Learning To Read

Learning To Read

We are passionate about reading and helping children to love books, to learn from their reading and to read as much as they can!  We teach our pupils to read using a range of different strategies. 'De-coding' words is know as phonics; our pupils are taught daily phonics sessions from when they join us in the nursery. At our school, we teach both phonics and whole word reading alongside whole class reading and whole class story time. Our mission is to develop our pupils into confident, enthusiastic and knowledgeable readers who are ready and equipped to move onto the next stage of their education. 


How can I support my child at home?

One of the most important things you can do as a parent at home is read to your child.

Loving stories is important because children who love stories want to read stories for themselves. Children who read a lot become better readers.

Here are some top tips for story time:

  1. Make it a treat – introduce each new book with excitement
  2. Make it a special quiet time – cuddle up!
  3. Show curiosity in what you’re going to read
  4. Read the story once without stopping so they can enjoy the whole story. If you think your child might not understand something say something like ‘Oh I think what’s happening here is that…”
  5. Chat about the story e.g. I wonder why he did that? Oh no, I hope she’s not going to…
  6. Avoid asking questions to check what they remember
  7. Link to other stories and experiences you have shared e.g. this reminds me of…
  8. Read favourite stories over and over again – encourage your child to join with the bits they know. Avoid saying ‘not that story again!’
  9. Use different voices – be enthusiastic!
  10. Love the book – read with enjoyment



Synthetic phonics is a way of teaching reading. Your child will be taught two crucial things when they are learning to read using synthetic phonics:

  1. How sounds are represented by written letters. For example, they will be taught that the letter ‘m’ represents an mmm sound.
  2. How sounds can be blended together to make words. For example, they will be taught that the sounds of the letters ‘c-a-t’ blend together to make the word ‘cat’.

Your child will be taught to read letters or groups of letters by saying the sound (or sounds) they represent. For example, they will be taught that the letter ‘l’ sounds like lllll when we say it. Your child will then start reading by blending the sounds together to make words. Another word for this kind of blending is synthesising.

At school, you will probably hear teachers and pupils talking about blending, but you might also hear them talk about sounding out or Fred Talk, all these terms refer to the same idea: synthesising sounds.

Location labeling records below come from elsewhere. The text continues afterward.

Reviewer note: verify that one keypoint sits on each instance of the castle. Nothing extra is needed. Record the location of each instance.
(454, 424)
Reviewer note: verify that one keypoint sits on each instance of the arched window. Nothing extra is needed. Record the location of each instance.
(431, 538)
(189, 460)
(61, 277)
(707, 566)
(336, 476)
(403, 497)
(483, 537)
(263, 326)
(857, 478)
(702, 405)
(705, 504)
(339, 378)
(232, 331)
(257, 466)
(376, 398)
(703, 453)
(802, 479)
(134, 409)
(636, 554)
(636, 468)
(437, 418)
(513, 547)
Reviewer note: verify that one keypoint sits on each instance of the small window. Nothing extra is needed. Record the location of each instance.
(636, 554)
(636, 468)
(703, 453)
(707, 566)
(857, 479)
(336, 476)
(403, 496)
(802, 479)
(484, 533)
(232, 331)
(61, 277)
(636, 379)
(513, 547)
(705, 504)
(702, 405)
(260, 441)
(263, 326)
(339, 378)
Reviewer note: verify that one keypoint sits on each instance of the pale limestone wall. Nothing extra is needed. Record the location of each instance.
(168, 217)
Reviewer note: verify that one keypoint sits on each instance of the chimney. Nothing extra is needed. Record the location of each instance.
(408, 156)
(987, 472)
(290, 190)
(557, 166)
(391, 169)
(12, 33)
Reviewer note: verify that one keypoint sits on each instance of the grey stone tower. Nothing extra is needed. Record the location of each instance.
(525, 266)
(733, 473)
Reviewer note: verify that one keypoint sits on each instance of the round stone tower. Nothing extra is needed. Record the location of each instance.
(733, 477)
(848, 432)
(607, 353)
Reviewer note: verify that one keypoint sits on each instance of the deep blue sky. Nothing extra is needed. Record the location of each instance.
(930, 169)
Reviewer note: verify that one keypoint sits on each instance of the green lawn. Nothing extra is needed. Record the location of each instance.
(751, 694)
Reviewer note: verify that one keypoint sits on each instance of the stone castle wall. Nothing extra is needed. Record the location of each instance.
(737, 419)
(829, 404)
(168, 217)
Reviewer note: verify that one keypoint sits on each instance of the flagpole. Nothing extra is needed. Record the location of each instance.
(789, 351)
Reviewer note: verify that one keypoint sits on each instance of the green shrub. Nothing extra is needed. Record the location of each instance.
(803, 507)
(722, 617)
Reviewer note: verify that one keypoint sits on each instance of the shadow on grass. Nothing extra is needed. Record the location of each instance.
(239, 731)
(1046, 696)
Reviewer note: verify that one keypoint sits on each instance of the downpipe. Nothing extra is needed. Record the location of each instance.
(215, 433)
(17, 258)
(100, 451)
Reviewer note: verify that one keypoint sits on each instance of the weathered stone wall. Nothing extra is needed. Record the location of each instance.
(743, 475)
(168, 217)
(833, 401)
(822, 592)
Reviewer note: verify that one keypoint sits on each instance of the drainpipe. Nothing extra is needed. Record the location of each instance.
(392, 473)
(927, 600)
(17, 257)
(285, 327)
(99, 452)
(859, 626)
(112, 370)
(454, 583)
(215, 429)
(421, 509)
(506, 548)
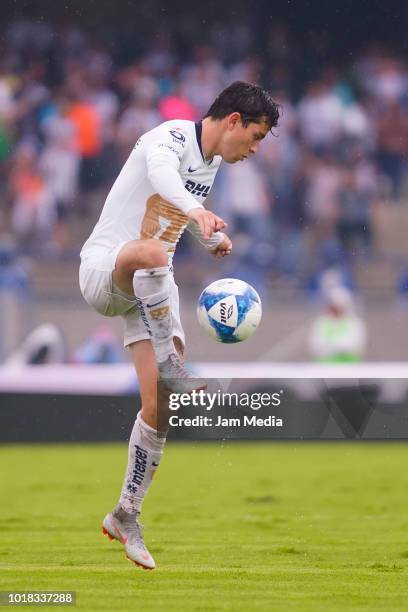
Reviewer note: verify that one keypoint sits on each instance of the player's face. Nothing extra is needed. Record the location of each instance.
(240, 142)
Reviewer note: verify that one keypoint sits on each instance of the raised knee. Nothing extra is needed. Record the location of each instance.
(149, 253)
(154, 253)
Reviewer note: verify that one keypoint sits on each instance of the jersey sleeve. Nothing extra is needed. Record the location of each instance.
(163, 157)
(210, 243)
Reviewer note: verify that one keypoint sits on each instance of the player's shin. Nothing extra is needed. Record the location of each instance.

For further information, help and guidance on how we teach phonics, click here


Reading with my child

To begin with, your child will receive a story book for you to share together. See our information page for some tips on reading together. Following on from this and as your child begins to learn sounds, they will receive some sound and word cards to read at home. This will give them an opportunity to practise their sounds and blending them together to create a word. 

Once your child knows some sounds, they will receive a storybook matched to the sounds and words they know – a decodable book – so they should be able to read all the words. Your child should be reading at home as often as they can  and where possible they can practise reading their book aloud to a parent or carer, to a sibling, to themselves or even to their favourite toy!

Please avoid saying, “This book is too easy for you!” but instead say “I love how well you can read this book!”

To move your child on once they can read the words fluently, begin to ask your child questions about what they have read to support their comprehension of the book. You could discuss the plot, the characters the setting or the pictures and what you find out from them. 


‘Special Friends’, ‘Fred Talk’, read the word

Remind your child to read words using ‘Special Friends, Fred Talk, read the word’ (see glossary for further guidance).

For example ‘ship’: spot the ‘sh’, then Fred Talk and blend to read the word e.g. sh, sh-i-p, ship.

Red Words

Red Words are also known as common exception or tricky words. They occur in stories regularly (said, what, where) but have unusual letter combinations (‘ai’ in the word ‘said’ makes the sound ‘e’).

Remind your child not to use Fred Talk to read Red Words but instead to ‘stop and think’.

Tell them the word if you need to.

Read the same book again and again

Children love reading the same book again and again. Their reading becomes speedier and they understand what they are reading.

  • Encourage your child to read words using ‘Fred in your head’ (see glossary)
  • Show your child how to read the story in a storyteller voice
  • Share your enjoyment of the story when they read it again and again.


How else can I develop my child’s language?

Children will have a large vocabulary if they are part of a ‘talk-a-lot’ family:

  • Use every opportunity to talk with your child throughout the day – meal times, playing together, bath time
  • Use new and ambitious vocabulary e.g. miserable instead of sad, stroll instead of walk
  • Speak to your child in complete sentences
  • Make up stories together - there’s no need to write it down.